The roots of teamwork lie in the Hawthorne or human relations experiments that took place in the 1920s and 30s. At the time, the classical approach was to emphasise close management of staff, the need for discipline and the exercise of authority. It believed that workers were motivated only by the highest possible wages. The outcome of the Hawthorne experiments was to provide a different approach to understanding the behaviours of workers in the workplace. They suggested that workers go to work to satisfy a complexity of needs, including social and group needs. The motivation and performance of staff are influenced by the informal organisation, this has been referred to as "humanising the organisation" Mullins (1999).

The so-called neo-human relations approach writers compounded the theories of worker motivation. Although developed for a social context, Maslow developed the hierarchy of human needs contending that if the specific needs of humans were satisfied they would perform better. Likewise, Hertzberg asserted that once the hygiene factors were in place attention must be given to the higher needs, which are development of the individual and work content. This school of thought has been instrumental in promoting the belief that workers desire personal growth and want their jobs to be interesting and challenging.

Herein lies the opportunity for organisations that want to change, the opportunity to tap into the abilities and higher needs that exist in the workforce.

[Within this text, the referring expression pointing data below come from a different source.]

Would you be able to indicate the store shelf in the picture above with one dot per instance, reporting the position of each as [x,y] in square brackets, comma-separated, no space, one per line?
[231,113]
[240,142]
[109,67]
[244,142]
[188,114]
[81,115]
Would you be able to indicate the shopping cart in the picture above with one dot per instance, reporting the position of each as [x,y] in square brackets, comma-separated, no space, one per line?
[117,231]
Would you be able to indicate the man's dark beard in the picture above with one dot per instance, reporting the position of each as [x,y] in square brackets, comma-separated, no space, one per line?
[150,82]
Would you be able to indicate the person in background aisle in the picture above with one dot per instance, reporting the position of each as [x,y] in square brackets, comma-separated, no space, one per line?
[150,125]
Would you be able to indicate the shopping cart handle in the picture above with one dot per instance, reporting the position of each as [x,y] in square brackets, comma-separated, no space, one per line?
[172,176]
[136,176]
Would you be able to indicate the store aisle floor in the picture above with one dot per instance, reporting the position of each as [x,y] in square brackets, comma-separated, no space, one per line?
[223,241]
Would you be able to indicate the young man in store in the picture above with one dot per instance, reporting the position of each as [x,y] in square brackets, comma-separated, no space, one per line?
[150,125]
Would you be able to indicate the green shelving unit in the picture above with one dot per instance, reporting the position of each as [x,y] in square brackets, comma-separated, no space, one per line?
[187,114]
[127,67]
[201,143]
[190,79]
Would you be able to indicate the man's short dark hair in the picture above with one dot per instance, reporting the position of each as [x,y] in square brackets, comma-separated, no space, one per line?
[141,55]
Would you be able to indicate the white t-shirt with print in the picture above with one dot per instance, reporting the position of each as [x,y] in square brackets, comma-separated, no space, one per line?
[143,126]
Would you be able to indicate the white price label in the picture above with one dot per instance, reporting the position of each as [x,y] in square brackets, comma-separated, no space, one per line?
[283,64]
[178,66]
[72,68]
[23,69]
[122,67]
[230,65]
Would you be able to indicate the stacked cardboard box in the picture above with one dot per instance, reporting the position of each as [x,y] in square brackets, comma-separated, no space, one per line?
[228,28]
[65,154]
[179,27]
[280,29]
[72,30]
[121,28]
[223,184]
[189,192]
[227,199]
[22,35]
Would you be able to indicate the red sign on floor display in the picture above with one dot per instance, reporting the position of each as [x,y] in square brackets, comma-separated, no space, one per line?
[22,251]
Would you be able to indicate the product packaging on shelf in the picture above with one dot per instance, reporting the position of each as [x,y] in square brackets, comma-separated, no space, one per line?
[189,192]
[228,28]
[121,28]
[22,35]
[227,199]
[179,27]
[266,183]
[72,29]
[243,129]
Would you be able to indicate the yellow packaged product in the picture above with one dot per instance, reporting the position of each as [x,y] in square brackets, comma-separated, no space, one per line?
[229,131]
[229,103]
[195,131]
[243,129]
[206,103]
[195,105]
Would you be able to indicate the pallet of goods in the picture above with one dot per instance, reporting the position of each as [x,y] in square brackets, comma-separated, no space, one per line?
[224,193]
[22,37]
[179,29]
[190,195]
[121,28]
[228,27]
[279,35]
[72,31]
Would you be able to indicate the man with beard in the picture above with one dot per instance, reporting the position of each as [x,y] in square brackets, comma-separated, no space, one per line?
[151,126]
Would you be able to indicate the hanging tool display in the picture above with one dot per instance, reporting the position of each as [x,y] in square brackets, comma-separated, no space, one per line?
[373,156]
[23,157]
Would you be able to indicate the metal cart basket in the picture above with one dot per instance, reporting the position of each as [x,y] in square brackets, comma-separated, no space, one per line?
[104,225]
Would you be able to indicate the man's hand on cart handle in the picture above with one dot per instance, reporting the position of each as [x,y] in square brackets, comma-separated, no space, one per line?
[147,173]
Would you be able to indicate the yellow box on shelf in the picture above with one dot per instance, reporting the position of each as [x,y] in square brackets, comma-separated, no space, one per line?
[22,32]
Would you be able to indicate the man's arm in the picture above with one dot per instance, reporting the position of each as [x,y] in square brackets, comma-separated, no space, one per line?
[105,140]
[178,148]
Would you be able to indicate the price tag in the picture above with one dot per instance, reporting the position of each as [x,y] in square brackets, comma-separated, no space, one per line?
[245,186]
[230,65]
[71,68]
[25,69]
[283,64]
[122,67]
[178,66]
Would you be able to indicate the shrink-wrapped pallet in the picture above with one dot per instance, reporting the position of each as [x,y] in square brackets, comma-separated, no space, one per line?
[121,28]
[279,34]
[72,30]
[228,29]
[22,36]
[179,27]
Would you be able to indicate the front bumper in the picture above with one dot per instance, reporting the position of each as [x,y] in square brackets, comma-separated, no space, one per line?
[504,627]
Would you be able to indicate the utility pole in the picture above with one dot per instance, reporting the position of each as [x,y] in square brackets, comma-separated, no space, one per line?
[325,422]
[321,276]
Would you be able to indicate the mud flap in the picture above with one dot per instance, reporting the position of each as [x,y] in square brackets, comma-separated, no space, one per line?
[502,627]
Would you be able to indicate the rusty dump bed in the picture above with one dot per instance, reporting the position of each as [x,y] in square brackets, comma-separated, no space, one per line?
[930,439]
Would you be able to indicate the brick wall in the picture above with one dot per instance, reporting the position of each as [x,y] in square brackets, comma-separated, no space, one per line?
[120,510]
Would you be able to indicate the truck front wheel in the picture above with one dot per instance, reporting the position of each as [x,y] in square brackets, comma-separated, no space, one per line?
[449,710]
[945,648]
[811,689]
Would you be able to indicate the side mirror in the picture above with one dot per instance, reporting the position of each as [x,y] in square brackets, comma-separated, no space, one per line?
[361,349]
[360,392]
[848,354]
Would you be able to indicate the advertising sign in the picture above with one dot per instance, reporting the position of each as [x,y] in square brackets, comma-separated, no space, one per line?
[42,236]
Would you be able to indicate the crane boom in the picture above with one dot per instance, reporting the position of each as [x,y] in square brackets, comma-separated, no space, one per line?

Teambuilding interventions

What is intervention? Argyris (1970) has defined it as "to intervene is to enter into an ongoing system of relationships to come between or among persons, groups or objects for the purpose of helping them". Intervention is about improving organisational effectiveness. Argyris is father of intervention theory and the foundation of his theory is that the organisation should learn to solve its own problems. For interventions to be successful, there must be free choice in that the solution has not been prescribed by the intervenor.